We are always looking for new members and sponsors. Please feel free to contact us with any questions about the project or getting involved in this unique competition.
Mission
ECOSat will be featuring a multi missions platform designed to facilitate a number of goals
- Mission A is to host a scientific payload with a multitude of experiments
- Mission B is a continuing mission to act as an Amateur radio relay in the 2m and 70cm bands
- Mission C is a proof of concept to adjust the attitude of a satellite solely using magnetic fields
- Mission D is a proof of concept to determine the feasibility of a high realiability low cost de-orbiting system
Misson A:
This is the first satellite to undertake such a mission. Diamagnetism is an interesting property to scientist, researchers and inventors alike as it could be the key to new forms of space travel, artificial gravity, and new light weight high efficiency motors. One goal of this mission is to stimulate activity in this field of material science in order for new developments to occur in the area of Diamagnetics. More information to follow.
Experiment 1:
An evaluation of the use of photon energy to modulate the magnetic moment of a fluorescing diamagnetic crystal e.g. Blue John fluorite. Measurements will be made to determine the feasibility of further developing a photon controlled diamagnetic accelerator for later experiments. This could lead to the development of a controllable magnetic gradient system.
Experiment 2 and 4:
An evaluation of the effects of background radiation and angular coupling of variable magnetic fields in micro gravity on movable and fixed sheets of pyrolytic graphite. This will use dual Geiger counters and a sensitive IMU system. A scintallometer may be added if time permits (Experiment 6).
Experiment 3:
A study of the interaction of an apposing polarity dual set of magnetic/ pyrolytic graphite bullets free floating in individual tubes under the influence of the earth's magnetic field.
Experiment 5:
Incorporation of a cmos camera to capture timely photos of ice conditions in the Polar Regions to monitor for possible open water conditions with melting of sea ice.

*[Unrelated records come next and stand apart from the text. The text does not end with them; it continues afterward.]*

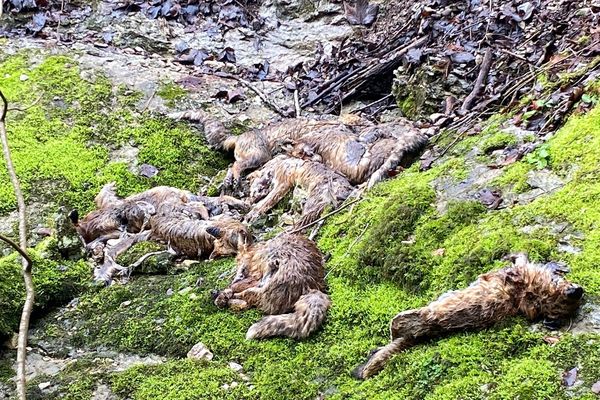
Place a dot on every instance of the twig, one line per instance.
(26, 108)
(149, 100)
(16, 247)
(263, 97)
(324, 217)
(363, 108)
(297, 103)
(260, 94)
(25, 261)
(483, 72)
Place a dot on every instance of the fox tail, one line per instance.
(309, 313)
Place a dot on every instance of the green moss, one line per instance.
(172, 93)
(515, 177)
(55, 282)
(76, 381)
(499, 140)
(408, 106)
(184, 379)
(61, 145)
(391, 252)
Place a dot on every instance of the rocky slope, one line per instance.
(98, 119)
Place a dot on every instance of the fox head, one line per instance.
(544, 290)
(231, 236)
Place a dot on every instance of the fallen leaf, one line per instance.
(148, 171)
(551, 340)
(490, 198)
(227, 55)
(362, 13)
(569, 377)
(439, 252)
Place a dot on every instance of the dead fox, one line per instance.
(283, 277)
(533, 290)
(352, 146)
(185, 234)
(254, 148)
(115, 215)
(369, 156)
(276, 178)
(190, 237)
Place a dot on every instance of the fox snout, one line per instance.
(575, 292)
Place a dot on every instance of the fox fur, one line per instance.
(196, 238)
(528, 289)
(115, 215)
(352, 146)
(369, 155)
(276, 178)
(284, 278)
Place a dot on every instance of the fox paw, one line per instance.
(222, 298)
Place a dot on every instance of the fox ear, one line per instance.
(214, 231)
(74, 216)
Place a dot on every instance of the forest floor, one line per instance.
(92, 84)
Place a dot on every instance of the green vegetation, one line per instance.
(499, 140)
(55, 283)
(171, 92)
(61, 145)
(61, 149)
(391, 252)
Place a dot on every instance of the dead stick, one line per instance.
(297, 103)
(25, 261)
(483, 72)
(324, 217)
(28, 107)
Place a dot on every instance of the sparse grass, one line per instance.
(393, 251)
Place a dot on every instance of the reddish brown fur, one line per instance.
(362, 155)
(114, 215)
(527, 289)
(277, 177)
(367, 155)
(283, 277)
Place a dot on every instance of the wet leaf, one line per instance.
(570, 377)
(227, 55)
(490, 198)
(362, 13)
(148, 171)
(37, 22)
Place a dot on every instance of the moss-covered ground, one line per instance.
(61, 135)
(391, 252)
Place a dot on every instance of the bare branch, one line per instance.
(25, 260)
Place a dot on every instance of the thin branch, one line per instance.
(26, 261)
(16, 247)
(297, 103)
(483, 73)
(324, 217)
(25, 108)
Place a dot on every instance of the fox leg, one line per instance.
(278, 192)
(380, 357)
(251, 296)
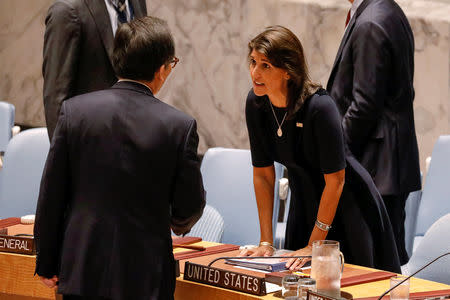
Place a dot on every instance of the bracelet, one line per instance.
(268, 244)
(323, 226)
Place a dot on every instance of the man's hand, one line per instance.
(50, 282)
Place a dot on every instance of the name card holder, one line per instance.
(225, 279)
(310, 295)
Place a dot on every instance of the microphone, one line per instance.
(408, 277)
(255, 257)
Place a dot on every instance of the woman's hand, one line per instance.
(296, 263)
(49, 282)
(258, 251)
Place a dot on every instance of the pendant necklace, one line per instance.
(279, 131)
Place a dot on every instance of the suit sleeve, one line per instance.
(371, 60)
(52, 202)
(61, 50)
(189, 196)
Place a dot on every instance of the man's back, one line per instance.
(78, 46)
(372, 84)
(131, 160)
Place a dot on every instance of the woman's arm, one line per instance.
(263, 182)
(334, 183)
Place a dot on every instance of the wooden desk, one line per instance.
(18, 282)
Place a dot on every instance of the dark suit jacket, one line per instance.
(78, 45)
(122, 170)
(372, 84)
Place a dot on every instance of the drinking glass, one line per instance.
(290, 287)
(402, 291)
(304, 285)
(326, 267)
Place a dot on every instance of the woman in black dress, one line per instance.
(293, 121)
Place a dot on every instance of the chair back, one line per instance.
(411, 210)
(228, 180)
(7, 112)
(210, 226)
(435, 242)
(436, 194)
(21, 175)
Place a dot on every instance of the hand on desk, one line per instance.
(296, 263)
(50, 282)
(258, 251)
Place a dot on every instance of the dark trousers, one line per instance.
(73, 297)
(395, 205)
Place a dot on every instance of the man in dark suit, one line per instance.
(78, 44)
(122, 171)
(372, 84)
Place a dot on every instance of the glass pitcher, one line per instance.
(327, 266)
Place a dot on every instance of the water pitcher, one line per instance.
(327, 266)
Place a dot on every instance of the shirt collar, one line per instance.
(135, 81)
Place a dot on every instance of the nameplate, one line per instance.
(14, 244)
(225, 279)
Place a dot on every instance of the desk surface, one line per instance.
(16, 273)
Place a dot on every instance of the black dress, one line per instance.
(312, 145)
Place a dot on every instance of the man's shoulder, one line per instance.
(61, 5)
(108, 98)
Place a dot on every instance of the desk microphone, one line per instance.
(408, 277)
(256, 257)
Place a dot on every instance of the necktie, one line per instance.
(348, 18)
(121, 9)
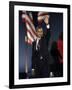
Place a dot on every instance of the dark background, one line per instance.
(25, 50)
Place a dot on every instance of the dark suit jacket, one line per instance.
(43, 51)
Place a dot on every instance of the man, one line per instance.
(40, 57)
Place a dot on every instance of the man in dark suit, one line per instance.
(40, 55)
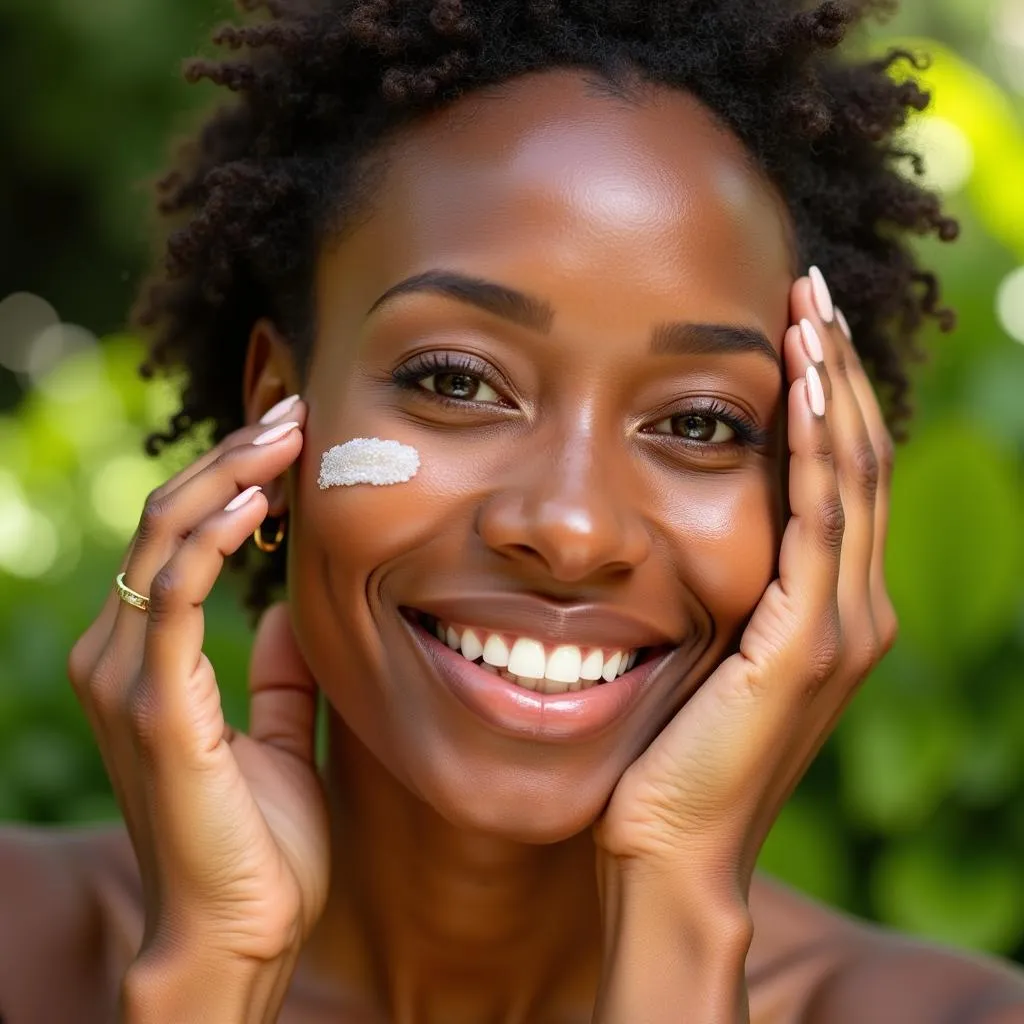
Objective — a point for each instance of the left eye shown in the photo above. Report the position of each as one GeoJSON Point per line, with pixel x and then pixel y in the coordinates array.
{"type": "Point", "coordinates": [696, 427]}
{"type": "Point", "coordinates": [460, 386]}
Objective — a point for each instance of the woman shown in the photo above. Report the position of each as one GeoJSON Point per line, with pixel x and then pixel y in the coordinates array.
{"type": "Point", "coordinates": [558, 249]}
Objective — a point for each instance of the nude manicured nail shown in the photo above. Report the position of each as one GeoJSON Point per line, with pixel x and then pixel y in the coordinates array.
{"type": "Point", "coordinates": [822, 297]}
{"type": "Point", "coordinates": [274, 413]}
{"type": "Point", "coordinates": [812, 343]}
{"type": "Point", "coordinates": [275, 433]}
{"type": "Point", "coordinates": [815, 392]}
{"type": "Point", "coordinates": [236, 503]}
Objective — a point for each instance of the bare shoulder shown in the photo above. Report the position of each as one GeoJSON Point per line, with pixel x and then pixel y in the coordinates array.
{"type": "Point", "coordinates": [810, 964]}
{"type": "Point", "coordinates": [69, 913]}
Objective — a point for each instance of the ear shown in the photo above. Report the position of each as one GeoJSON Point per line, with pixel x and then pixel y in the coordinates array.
{"type": "Point", "coordinates": [270, 374]}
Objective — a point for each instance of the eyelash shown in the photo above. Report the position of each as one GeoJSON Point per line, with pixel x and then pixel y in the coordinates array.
{"type": "Point", "coordinates": [749, 434]}
{"type": "Point", "coordinates": [409, 376]}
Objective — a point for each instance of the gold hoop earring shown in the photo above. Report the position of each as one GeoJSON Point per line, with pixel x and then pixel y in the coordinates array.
{"type": "Point", "coordinates": [269, 547]}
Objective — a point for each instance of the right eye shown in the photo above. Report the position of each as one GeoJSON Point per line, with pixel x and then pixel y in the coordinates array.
{"type": "Point", "coordinates": [459, 386]}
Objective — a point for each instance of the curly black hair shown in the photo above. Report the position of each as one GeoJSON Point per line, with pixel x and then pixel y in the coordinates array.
{"type": "Point", "coordinates": [323, 83]}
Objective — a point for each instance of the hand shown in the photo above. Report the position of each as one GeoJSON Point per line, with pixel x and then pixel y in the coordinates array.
{"type": "Point", "coordinates": [229, 829]}
{"type": "Point", "coordinates": [699, 802]}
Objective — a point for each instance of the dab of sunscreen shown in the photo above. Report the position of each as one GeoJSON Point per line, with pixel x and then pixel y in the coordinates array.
{"type": "Point", "coordinates": [368, 460]}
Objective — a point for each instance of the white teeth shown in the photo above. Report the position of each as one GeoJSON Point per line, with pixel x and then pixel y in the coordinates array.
{"type": "Point", "coordinates": [526, 658]}
{"type": "Point", "coordinates": [496, 651]}
{"type": "Point", "coordinates": [563, 665]}
{"type": "Point", "coordinates": [593, 665]}
{"type": "Point", "coordinates": [471, 646]}
{"type": "Point", "coordinates": [566, 669]}
{"type": "Point", "coordinates": [611, 667]}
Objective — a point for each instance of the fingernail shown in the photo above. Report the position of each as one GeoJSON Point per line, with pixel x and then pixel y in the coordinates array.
{"type": "Point", "coordinates": [815, 392]}
{"type": "Point", "coordinates": [274, 413]}
{"type": "Point", "coordinates": [275, 433]}
{"type": "Point", "coordinates": [822, 297]}
{"type": "Point", "coordinates": [236, 503]}
{"type": "Point", "coordinates": [812, 343]}
{"type": "Point", "coordinates": [844, 327]}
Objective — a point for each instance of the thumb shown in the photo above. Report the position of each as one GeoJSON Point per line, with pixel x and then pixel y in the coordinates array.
{"type": "Point", "coordinates": [283, 691]}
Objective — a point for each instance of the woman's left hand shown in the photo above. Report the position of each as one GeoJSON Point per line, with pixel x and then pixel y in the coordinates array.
{"type": "Point", "coordinates": [696, 806]}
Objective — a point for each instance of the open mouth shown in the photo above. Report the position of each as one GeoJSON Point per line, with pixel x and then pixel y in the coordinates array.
{"type": "Point", "coordinates": [531, 664]}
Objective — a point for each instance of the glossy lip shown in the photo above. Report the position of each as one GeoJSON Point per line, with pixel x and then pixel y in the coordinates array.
{"type": "Point", "coordinates": [526, 715]}
{"type": "Point", "coordinates": [521, 614]}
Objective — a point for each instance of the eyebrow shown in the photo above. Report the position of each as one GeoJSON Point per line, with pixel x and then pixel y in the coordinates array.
{"type": "Point", "coordinates": [538, 314]}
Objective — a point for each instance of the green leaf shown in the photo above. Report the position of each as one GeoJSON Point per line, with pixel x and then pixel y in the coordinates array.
{"type": "Point", "coordinates": [955, 549]}
{"type": "Point", "coordinates": [977, 901]}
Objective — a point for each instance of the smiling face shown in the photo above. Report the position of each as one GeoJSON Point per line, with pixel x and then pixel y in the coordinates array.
{"type": "Point", "coordinates": [571, 305]}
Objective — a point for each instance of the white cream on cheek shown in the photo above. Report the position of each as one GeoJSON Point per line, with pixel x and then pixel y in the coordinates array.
{"type": "Point", "coordinates": [368, 460]}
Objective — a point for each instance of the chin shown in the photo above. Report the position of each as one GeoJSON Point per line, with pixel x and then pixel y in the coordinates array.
{"type": "Point", "coordinates": [517, 803]}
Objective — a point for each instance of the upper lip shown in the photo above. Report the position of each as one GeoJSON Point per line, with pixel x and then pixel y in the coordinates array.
{"type": "Point", "coordinates": [522, 614]}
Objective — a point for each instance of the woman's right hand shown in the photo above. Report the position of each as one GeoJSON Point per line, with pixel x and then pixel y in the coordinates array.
{"type": "Point", "coordinates": [229, 829]}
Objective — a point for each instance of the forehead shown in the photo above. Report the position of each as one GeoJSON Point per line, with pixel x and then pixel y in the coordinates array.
{"type": "Point", "coordinates": [556, 179]}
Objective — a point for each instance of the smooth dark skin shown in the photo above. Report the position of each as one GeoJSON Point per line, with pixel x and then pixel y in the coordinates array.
{"type": "Point", "coordinates": [463, 885]}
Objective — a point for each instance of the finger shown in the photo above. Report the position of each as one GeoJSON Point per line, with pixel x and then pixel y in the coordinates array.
{"type": "Point", "coordinates": [95, 639]}
{"type": "Point", "coordinates": [284, 693]}
{"type": "Point", "coordinates": [856, 465]}
{"type": "Point", "coordinates": [882, 442]}
{"type": "Point", "coordinates": [167, 521]}
{"type": "Point", "coordinates": [175, 695]}
{"type": "Point", "coordinates": [809, 558]}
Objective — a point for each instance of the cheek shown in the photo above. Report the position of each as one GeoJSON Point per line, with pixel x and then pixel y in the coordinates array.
{"type": "Point", "coordinates": [728, 538]}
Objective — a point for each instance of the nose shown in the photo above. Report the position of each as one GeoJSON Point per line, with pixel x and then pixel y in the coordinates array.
{"type": "Point", "coordinates": [568, 512]}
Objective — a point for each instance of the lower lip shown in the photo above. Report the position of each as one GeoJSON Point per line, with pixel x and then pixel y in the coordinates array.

For more information please visit: http://www.agofuelcells.com/diamagnetic-Experiment.html
Mission B:
The purpose of this mission is to make ECOSAt an open source Amateur Radio Relay commonly known in the HAM community as an Orbitting Satellite Carrying Amateur Radio(OSCAR), using flexible software defined radio (SDR).
Anyone will be able to use ECOSat for amateur radio relay use as well as time-delayed downlinks. This open source utilization, apart from benefitting the amateur community, is also a great publicity vehicle for current and future CSDCs. This will further heighten ECOSat project awareness as well as promote the CSDC.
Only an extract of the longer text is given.